Even after Tojo had stepped down, the barbaric rules that he had helped create, in which human life was deemed valueless, endured—resulting in such atrocities as the Manila massacre of February 1945, in which 100,000 Filipino civilians were slaughtered.
Alongside the killing, the Japanese carried out hideous medical experiments on captured prisoners and subject populations. Biological and chemical weapons were tested on selected victims; others were operated on without anesthetic, or exposed to the elements to see how their bodies reacted. International conventions on the treatment of prisoners of war were disregarded, and POWs were forced to work in appalling conditions, deprived of food and medicine, and tortured and executed without restraint.
Japan resisted defeat with brutality and suicidal determination. As American forces approached Japan itself and Soviet troops attacked Japanese Manchuria, US nuclear bombs were dropped on Hiroshima and Nagasaki, bringing surrender.

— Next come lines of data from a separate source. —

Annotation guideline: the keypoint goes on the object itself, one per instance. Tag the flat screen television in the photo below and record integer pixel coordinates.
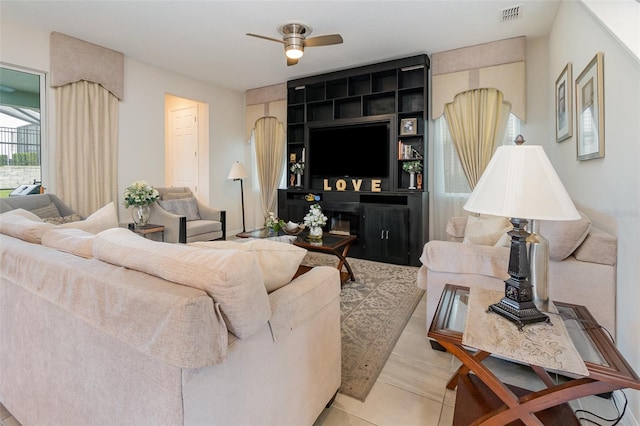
(355, 150)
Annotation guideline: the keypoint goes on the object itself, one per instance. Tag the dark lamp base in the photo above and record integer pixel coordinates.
(521, 316)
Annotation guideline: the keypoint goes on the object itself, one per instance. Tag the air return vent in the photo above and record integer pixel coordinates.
(511, 13)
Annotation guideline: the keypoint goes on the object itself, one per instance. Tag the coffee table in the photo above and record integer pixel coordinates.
(484, 399)
(337, 245)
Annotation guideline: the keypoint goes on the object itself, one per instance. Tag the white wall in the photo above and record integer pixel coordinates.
(141, 153)
(611, 185)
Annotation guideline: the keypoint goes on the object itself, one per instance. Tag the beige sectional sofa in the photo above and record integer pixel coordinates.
(111, 328)
(582, 265)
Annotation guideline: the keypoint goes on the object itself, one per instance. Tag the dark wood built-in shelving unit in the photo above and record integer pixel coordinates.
(390, 219)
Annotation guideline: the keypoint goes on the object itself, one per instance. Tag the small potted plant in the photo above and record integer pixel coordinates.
(412, 167)
(140, 195)
(315, 220)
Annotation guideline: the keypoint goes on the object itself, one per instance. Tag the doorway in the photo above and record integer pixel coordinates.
(185, 145)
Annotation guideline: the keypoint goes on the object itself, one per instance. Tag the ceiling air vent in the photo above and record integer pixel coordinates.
(510, 13)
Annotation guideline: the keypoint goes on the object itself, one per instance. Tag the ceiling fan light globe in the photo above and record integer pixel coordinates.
(294, 52)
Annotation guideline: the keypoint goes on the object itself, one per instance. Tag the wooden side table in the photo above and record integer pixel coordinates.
(486, 400)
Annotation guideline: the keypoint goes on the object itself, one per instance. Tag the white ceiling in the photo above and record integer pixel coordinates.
(206, 40)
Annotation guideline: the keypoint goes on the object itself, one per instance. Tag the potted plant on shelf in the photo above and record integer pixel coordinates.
(140, 195)
(412, 167)
(297, 169)
(315, 220)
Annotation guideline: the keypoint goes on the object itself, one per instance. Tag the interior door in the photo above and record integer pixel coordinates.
(183, 125)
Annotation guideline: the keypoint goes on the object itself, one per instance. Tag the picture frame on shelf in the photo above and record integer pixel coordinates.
(589, 88)
(408, 126)
(564, 104)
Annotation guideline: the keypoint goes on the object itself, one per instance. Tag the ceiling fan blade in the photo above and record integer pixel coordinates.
(323, 40)
(266, 38)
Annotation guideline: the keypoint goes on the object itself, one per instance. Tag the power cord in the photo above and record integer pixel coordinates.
(615, 420)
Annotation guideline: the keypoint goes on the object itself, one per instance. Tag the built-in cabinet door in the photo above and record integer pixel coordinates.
(386, 233)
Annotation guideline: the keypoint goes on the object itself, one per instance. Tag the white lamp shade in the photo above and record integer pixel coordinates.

To this day, the character and scale of what took place remains difficult to comprehend. In the wake of Japan’s unconditional surrender in August 1945 Tojo tried to commit suicide. However, in April 1946, he was placed on trial for war crimes. He was found guilty, and hanged on December 23, 1948. The Americans embraced the Emperor Hirohito as the ideal, much-loved national figure to become the constitutional monarch of a new democratic Japan. Hirohito ruled for a long time—but he was lucky not to be executed with General Tojo.